Survey reveals what Israel’s high-tech employers seek

Managers have a stronger affinity for “soft skills” reveals a survey commissioned by Afeka Academic College of Engineering and TheMarker.

Israel’s high-tech employers prioritize “soft skills,” such as independent learning and problem-solving, over previous experience and a relevant academic degree in their search for talent, and they display a stronger affinity for such skills than employers in other sectors, according to a new study commissioned by Tel Aviv-based Afeka Academic College of Engineering and Israel’s leading daily business newspaper TheMarker.

In the May 2023 survey conducted by the Rushinek Market Research Agency, 150 managers in the Israeli high-tech industry and 155 managers in other sectors were asked to weigh in on what they deemed most important during three different stages of a professional role: recruitment, addressing challenges in the workplace, and opportunities for advancement: a relevant academic degree, previous work experience, or soft skills.
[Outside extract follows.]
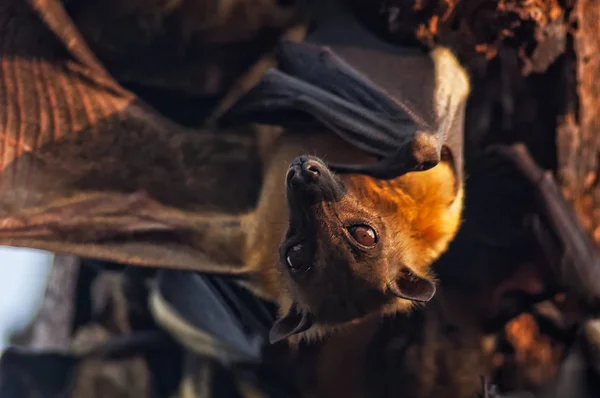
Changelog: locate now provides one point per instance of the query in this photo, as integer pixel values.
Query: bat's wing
(212, 316)
(397, 104)
(87, 168)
The survey utilized a “skills index” to pinpoint the most essential criteria for obtaining employment and succeeding in today’s workforce, which is constantly evolving due to the rise of artificial intelligence and other modern technologies. In all three categories, soft skills received the highest index score (most relevant), with the high-tech managers placing an even greater emphasis on the need for skills.

On a relevancy scale of 1 to 10, high-tech managers gave soft skills an average of 7.5 for recruitment, 8.0 for advancement and 8.1 for addressing challenges—with 7.8, 6.8 and 7.9 respective ratings for previous experience, and 6.8, 5.5 and 6.4 respective ratings for a relevant academic degree. For managers from non-high-tech sectors, soft skills were rated a bit lower in importance across all three categories, but still high in comparison to previous experience and much higher in comparison to relevant academic degrees.

The survey also delved into the specific skills managers are looking for, evaluating 13 different soft skills. 62% of high-tech managers valued being able to teach oneself new skills, compared with 50% of managers from other sectors. Additionally, 61% of high-tech managers agreed that being able to solve complex problems is crucial, with only 33% of managers from other sectors prioritizing this skill. 

Afeka College believes that these findings present an actionable roadmap for academic institutions—particularly, those focused on engineering and the other STEM disciplines—as they seek to address employment challenges in the Israeli high-tech sector, which has long grappled with tech-talent shortages.

“The importance of soft skills, even for engineers, is increasing each year. The exponential rate at which technology is advancing and the explosion of Artificial Intelligence solutions makes them a forerunner to the constantly changing knowledge base that is now readily available anywhere at any time,” says Prof. Ami Moyal, President of Afeka College. “That is why academic studies should incorporate developing these skills in students as part of the educational process, in addition to the concrete knowledge that today’s professionals need to succeed in the workforce.”

When asked about what skills employers are looking for overall, high-tech managers revealed that the 10 most highly prized core skills, in order of importance, were self-learning, complex problem-solving, proactivity, the ability to work independently, motivation, creative thinking, multidisciplinary teamwork, effective communication, emotional intelligence and leadership. Comparatively, managers from other sectors placed motivation as the highest priority, whereas complex problem-solving was much lower in priority.

“It is clear that the high-tech industry attaches great importance to the ability to work independently, self-learning, and dealing with problem-solving—issues that have always been crucial—particularly, for engineers,” says Moyal, “but their assessment is affected by the changes that are constantly taking place in the employment market, and more specifically remote work, which requires more emphasis on independent work. The growing importance of effective communication and multidisciplinary teamwork in the modern high-tech workforce should also be noted, as these skills were not as emphasized in the past.”

These findings are in line with Afeka’s broader institutional goal to transform engineering education. Since 2016, the college has embarked on a long-term journey of profound institutional change for the purpose of better preparing students for success in the modern workforce.

The change process is aimed at instilling in students not only knowledge but also the professional and personal skills and values that are needed to succeed in the workforce. This collection of knowledge, skills, and values is what makes up Afeka’s “graduate profile.” “The results of the new survey” summarizes Professor Moyal, “provide further support for what we already knew: “Soft” skills have become “vital” skills and in order to stay relevant, we must change our educational processes to better prepare the young generation of students for the ever-evolving modern workforce.